The opportunities for treatment of menstrual disorders are ever expanding. There are now a number of options to control heavy menstrual bleeding, that in the past limited a woman’s ability to do what she wanted to do and live the life she wanted to live. Treatments available include hormonal contraceptive medications to regulate, or in some cases eliminate menstrual periods, a hormonal injection that can markedly reduce and in some cases eliminate menstrual bleeding, IUD’s containing a progestin hormone that can reduce period bleeding by as much as 90% after one year of use, and endometrial ablation (a minor surgical procedure that destroys much of the uterine lining, thereby reducing menstrual bleeding). There is also a newer medication that reduces the body’s ability to break down blood clots, thereby reducing menstrual bleeding, sometimes by as much as half. If heavy bleeding is caused by uterine fibroids, they can sometimes be removed from the inside of the uterus with a type of D&C procedure. Uterine artery embolization is a procedure done by an interventional radiologist (a doctor who specializes in imaging procedures) in which the blood supply to the fibroids is markedly reduced. The fibroids then degenerate over a period of a few weeks.
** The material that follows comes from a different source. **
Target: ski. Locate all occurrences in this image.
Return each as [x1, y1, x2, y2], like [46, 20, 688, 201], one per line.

Surgical procedures are being done with smaller incisions, and sometimes no incisions. Laparoscopic procedures now allow women who in the past would have had to have a big abdominal incision, to have the uterus removed vaginally. Hysteroscopy procedures allow us to see inside the uterus and remove polyps, fibroids and other abnormalities, under direct vision.
Ultrasound, always an integral tool in the practice of gynecology, becomes ever more important. Machines are constantly improving, with more precise resolution of the image for more accurate diagnosis. Doppler studies, which evaluate blood flow in both gynecologic and obstetric studies, are a feature of modern ultrasound machines. Saline infusion sonography (SIS) allows us to accurately image the contour, as well as the thickness of the uterine lining. We are able to know, before a D&C and hysteroscopy procedure, what we can expect to find.
With large numbers of women entering the menopausal transition, and in some cases experiencing life-altering menopausal symptoms, treatment of these symptoms and menopause-associated conditions has become an important part of gynecologic practice. We now have many hormonal as well as non-hormonal options to treat these women. Women entering the menopause today benefit from the information gained from studies and practice over the past twenty years that have focused on menopause. We now have the knowledge to be able to tell a woman more precisely what the actual benefits and risks are of various treatment options.